Мое тело покрыто этой розовой пленкой, облеплено ею с головы до пят. Она разъела мою одежду, просто растворила ее, но в реакцию с кожей не вступила. Покрыла ее как второй слой, плотный защитный слой. Я, наверно, похож на манекен. Голый, но уязвимым себя не чувствую. Я чувствую себя сильным.

Судя по стрелке на панели лифта, минус 89-й этаж был последним. Больше двух третей этого здания располагалось под землей. Я закопался, должно быть, на сколько-то миль – ну, ярдов или метров.

Ступаю из шахты наружу. Дверь лифта, казалось, исчезла, и я просто выхожу на минус 89-м. Я по-прежнему внутри некоего сооружения, и хотя стены шевелятся и дышат, оно все-таки кажется огромным подвалом, как и положено. Совершенно пустым на первый взгляд. Гигантские бетонные колонны поддерживают это странное сооружение, рукотворное и в то же время органическое.

Мимо шаркает маленькая человекоподобная фигура в коричневом пальто и с головой рептилии; астматически хрипя, она толкает перед собой что-то вроде нагруженной коробками магазинной тележки.

– Извините, – кричу я, – где мы?

– Долбаный нижний этаж! – кричит в ответ существо сдавленным голосом.

– А там что? – Указываю на табличку «ВЫХОД», к которой существо и направлялось.

– Жалобы, – улыбается оно и рептильим языком облизывает свою чешуйчатую щеку. – Какие-то чуваки разводят тлю в моем центральном отоплении. Хочу разобраться с этим прямо сейчас. Вы спустились сюда за женщиной?

– Ну нет… то есть да. – Я думаю о ней, о том, где же она и сколько теперь за ней подниматься.

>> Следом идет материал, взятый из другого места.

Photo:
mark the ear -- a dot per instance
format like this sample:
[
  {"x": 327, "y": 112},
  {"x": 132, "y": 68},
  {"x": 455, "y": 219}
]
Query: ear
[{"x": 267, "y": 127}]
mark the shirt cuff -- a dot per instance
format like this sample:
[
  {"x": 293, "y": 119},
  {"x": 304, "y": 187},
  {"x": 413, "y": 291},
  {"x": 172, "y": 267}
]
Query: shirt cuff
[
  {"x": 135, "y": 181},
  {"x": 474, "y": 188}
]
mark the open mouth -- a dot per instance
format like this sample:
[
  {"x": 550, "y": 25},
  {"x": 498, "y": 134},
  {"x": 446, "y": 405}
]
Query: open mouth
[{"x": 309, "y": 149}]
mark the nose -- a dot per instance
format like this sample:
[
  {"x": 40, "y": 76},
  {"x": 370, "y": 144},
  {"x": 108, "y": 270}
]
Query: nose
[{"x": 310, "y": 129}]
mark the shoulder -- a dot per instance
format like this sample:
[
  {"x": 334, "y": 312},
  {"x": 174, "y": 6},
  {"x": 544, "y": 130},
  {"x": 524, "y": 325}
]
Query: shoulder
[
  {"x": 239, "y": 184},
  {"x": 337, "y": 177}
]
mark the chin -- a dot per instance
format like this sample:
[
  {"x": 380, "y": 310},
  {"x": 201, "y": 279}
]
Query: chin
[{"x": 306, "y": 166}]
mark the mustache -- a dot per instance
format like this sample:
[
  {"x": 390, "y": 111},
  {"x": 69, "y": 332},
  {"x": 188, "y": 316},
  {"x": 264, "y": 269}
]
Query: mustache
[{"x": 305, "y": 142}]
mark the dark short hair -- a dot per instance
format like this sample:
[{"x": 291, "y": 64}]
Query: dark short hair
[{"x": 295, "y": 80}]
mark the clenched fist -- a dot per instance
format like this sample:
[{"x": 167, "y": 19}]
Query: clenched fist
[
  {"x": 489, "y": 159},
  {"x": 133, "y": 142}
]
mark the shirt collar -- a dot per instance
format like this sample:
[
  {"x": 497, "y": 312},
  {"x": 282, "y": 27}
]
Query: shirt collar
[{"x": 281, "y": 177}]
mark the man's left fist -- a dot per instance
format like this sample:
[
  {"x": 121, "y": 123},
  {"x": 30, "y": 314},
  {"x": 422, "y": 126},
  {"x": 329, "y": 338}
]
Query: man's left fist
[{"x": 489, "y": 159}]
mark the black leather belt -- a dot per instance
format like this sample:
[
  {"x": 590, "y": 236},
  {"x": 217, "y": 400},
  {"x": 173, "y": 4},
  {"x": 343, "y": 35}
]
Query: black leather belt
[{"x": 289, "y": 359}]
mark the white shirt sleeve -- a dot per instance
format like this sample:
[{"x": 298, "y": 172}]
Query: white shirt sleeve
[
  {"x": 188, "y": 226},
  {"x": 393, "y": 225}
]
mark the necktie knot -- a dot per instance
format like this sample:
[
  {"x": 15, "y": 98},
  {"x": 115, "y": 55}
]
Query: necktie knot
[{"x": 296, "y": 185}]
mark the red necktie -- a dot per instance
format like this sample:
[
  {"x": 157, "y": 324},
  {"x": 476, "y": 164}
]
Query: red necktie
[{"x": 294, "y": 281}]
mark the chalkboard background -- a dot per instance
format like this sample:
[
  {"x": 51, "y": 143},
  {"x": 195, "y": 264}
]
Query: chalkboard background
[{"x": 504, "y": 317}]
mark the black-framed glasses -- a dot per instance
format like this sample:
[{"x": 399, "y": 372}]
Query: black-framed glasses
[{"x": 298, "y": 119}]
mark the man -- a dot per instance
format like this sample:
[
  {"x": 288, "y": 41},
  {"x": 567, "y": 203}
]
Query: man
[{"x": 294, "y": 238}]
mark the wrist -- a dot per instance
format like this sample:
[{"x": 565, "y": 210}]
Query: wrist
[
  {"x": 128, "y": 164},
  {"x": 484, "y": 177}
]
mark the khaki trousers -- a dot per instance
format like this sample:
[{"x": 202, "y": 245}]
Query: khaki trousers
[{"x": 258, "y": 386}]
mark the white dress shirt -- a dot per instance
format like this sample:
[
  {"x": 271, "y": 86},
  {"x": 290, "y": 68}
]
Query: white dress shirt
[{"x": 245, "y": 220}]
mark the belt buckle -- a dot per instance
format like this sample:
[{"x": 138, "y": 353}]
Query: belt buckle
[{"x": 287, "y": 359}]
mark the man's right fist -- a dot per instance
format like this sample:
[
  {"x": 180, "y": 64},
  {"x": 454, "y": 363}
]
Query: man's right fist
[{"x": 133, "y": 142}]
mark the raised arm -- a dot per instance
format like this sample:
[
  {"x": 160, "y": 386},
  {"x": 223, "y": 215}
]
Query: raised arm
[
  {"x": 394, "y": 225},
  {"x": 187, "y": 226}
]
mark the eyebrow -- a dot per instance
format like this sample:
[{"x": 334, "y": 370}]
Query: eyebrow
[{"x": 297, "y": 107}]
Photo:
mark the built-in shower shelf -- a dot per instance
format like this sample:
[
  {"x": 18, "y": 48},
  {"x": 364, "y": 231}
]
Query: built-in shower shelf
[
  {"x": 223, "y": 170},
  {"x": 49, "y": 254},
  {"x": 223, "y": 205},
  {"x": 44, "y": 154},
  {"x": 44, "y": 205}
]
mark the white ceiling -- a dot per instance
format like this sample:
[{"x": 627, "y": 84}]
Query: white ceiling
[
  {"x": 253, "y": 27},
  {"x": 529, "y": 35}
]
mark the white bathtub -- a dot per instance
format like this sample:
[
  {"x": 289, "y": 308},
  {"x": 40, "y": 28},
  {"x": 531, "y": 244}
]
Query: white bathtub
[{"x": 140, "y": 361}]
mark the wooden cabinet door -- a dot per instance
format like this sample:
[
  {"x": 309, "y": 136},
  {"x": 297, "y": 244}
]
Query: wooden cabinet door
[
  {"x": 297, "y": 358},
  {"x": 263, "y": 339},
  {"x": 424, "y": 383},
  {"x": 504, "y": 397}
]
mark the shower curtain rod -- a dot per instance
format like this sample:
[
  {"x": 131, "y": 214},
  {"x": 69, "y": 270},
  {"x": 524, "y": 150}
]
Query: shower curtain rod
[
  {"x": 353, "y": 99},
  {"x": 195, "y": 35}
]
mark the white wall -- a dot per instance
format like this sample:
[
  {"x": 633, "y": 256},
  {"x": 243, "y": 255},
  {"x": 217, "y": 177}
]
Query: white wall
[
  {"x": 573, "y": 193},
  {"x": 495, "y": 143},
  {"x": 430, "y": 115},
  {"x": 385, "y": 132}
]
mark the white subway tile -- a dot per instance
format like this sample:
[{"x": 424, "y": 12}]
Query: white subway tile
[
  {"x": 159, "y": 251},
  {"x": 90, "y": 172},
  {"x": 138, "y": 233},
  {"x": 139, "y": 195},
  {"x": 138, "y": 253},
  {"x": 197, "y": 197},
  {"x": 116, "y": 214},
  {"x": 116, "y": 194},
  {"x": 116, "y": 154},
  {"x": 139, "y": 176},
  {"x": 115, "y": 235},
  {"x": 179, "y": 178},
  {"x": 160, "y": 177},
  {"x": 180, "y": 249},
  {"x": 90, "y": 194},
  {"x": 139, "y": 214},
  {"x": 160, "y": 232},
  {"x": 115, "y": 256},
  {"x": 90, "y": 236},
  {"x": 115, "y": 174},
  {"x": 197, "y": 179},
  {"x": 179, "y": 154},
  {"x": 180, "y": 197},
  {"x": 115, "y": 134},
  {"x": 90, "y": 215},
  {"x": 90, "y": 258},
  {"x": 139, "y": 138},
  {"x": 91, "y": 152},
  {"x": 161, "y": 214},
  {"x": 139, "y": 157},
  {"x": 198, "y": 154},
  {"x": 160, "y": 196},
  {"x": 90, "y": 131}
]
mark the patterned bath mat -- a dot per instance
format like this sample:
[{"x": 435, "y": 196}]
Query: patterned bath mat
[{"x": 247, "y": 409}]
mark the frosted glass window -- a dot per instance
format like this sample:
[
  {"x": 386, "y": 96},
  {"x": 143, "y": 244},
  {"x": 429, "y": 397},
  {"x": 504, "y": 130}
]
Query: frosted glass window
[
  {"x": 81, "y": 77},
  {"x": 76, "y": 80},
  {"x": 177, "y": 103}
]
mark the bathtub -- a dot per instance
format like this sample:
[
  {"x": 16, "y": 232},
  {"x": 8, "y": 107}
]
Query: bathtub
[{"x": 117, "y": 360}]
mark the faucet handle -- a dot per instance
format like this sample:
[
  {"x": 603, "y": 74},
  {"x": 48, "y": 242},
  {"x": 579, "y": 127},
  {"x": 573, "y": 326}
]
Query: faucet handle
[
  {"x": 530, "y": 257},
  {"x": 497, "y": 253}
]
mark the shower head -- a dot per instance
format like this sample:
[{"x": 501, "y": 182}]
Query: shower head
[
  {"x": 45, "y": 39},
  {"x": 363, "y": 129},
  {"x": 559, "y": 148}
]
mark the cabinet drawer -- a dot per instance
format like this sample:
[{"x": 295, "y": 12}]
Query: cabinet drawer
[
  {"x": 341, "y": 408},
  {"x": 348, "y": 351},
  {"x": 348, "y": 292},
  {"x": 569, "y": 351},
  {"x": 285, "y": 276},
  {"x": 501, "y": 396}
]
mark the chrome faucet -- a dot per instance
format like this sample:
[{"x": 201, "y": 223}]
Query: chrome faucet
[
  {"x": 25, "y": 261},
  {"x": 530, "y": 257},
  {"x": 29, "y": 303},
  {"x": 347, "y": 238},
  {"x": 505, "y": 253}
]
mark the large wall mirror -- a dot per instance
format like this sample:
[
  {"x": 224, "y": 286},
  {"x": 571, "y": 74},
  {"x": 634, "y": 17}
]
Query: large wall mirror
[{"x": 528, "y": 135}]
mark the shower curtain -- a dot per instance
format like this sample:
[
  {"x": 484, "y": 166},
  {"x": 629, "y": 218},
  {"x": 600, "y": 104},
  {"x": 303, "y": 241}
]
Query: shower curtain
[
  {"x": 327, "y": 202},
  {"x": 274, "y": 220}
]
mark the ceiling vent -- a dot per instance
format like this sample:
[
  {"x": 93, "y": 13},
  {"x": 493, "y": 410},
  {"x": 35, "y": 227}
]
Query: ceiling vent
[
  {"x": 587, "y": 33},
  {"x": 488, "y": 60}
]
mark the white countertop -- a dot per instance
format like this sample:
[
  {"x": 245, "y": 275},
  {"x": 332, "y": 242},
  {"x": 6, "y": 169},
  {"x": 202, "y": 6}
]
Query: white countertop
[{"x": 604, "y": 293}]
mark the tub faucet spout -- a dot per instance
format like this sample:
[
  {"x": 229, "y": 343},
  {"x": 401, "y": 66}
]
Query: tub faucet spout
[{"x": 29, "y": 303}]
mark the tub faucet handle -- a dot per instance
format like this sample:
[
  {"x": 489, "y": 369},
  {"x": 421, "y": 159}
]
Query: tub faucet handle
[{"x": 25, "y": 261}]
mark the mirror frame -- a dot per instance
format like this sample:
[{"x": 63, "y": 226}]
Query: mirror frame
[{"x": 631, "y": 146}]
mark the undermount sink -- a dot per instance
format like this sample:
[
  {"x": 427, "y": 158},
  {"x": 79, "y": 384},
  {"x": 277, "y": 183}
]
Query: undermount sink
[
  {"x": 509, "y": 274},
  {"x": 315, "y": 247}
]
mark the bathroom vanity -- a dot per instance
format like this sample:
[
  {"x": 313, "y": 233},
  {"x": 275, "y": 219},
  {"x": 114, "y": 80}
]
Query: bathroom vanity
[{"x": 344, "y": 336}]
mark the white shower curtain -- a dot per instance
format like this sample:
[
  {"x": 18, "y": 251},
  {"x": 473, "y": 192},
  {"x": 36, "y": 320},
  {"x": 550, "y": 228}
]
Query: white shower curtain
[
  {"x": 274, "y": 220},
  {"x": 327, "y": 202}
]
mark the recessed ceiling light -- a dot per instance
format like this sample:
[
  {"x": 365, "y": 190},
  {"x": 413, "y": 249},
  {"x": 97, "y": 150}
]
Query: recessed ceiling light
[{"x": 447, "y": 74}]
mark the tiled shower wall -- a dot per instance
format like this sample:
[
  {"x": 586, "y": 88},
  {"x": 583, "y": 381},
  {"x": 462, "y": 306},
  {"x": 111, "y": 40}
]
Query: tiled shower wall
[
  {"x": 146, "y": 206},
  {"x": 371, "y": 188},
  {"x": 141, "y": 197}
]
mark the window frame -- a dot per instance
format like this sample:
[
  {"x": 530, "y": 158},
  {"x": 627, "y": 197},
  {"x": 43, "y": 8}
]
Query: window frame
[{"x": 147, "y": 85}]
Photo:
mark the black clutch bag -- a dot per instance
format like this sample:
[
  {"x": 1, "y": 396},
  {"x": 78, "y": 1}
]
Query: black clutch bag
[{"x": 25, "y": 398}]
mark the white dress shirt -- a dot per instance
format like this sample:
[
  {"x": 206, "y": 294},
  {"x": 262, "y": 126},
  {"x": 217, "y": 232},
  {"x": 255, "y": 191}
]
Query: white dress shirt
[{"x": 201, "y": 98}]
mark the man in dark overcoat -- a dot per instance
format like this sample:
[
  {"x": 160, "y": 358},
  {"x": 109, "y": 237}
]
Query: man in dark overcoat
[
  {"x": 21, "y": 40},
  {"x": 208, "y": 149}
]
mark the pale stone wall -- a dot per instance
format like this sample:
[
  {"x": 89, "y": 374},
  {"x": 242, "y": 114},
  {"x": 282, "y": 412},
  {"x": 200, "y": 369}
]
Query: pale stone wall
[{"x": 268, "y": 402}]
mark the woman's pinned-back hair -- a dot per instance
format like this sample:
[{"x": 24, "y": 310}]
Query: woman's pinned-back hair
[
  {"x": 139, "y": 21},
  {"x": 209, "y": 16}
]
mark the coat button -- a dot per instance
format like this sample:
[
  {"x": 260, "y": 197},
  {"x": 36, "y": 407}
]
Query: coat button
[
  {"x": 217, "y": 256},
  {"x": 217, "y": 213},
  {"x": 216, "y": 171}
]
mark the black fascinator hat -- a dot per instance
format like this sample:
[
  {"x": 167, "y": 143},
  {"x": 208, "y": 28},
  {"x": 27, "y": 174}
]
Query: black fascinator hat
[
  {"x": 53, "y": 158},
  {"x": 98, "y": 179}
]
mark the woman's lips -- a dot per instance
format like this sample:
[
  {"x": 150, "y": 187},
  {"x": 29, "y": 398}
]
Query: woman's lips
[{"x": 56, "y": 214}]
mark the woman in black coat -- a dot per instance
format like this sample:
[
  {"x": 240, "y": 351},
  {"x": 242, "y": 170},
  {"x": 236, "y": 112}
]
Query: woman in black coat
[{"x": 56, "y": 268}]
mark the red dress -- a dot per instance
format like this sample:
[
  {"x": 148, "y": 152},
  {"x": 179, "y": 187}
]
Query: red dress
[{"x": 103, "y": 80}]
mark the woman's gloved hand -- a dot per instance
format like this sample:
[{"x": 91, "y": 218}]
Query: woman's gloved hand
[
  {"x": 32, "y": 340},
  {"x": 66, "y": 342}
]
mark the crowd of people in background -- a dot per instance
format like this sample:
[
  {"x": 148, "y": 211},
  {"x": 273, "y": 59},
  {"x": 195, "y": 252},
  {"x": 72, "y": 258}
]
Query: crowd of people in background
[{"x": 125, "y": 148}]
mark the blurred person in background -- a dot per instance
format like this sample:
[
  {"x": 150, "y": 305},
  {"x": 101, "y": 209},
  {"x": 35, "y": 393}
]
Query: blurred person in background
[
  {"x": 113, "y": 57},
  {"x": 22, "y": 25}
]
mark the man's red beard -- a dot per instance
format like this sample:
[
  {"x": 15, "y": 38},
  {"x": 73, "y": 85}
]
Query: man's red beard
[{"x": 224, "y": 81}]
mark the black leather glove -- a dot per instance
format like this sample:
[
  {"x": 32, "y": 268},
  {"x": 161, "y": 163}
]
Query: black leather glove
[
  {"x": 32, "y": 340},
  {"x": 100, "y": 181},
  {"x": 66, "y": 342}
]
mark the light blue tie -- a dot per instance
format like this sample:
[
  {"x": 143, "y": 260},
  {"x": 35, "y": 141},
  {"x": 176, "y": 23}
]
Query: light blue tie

Его холодные глаза остановились на мне:

– Можем прямо сейчас поебаться, если хочешь. Причем бесплатно. Тебе не нужны женщины, – выдохнула рептилия, двигаясь ко мне; я отшатнулся…

БИИИИИИИППППП!

– ГЛУПЫЙ УРОД!

Звуки гудка и истошный крик.

Я на Ферри-роуд, запруженной потоком транспорта, который направляется в доки Лита. Мимо проносились машины. Рядом затормозил грузовик, водитель высунулся из кабины и потряс кулаком.

– Тупой урод, мать твою! Я едва тебя не сбил, нахуй! – Он распахнул дверцу, выпрыгнул из кабины и подскочил ко мне. – Убью, блядь!

Я побежал. Плевать, что грузовик может меня сбить, но я не хотел драки. Это унизительнее всего. Слишком личное. Нет ничего хуже, чем жестокое избиение обыкновенным заурядным человеком. Физическое насилие очень напоминает еблю. Слишком много Ид[45].

Я чувствую себя ужасно, но не могу пойти домой. Не могу вернуться в парк. Я прошелся немного, пытаясь собрать воедино голову. В итоге занесло к Вейтчи в Стокбридж. Минус 89-й. Спасибо, блядь, что выбрался оттуда. Но теперь меня колотит, как же мне хреново. Либо переборю это, либо вернусь на минус 89-й уровень.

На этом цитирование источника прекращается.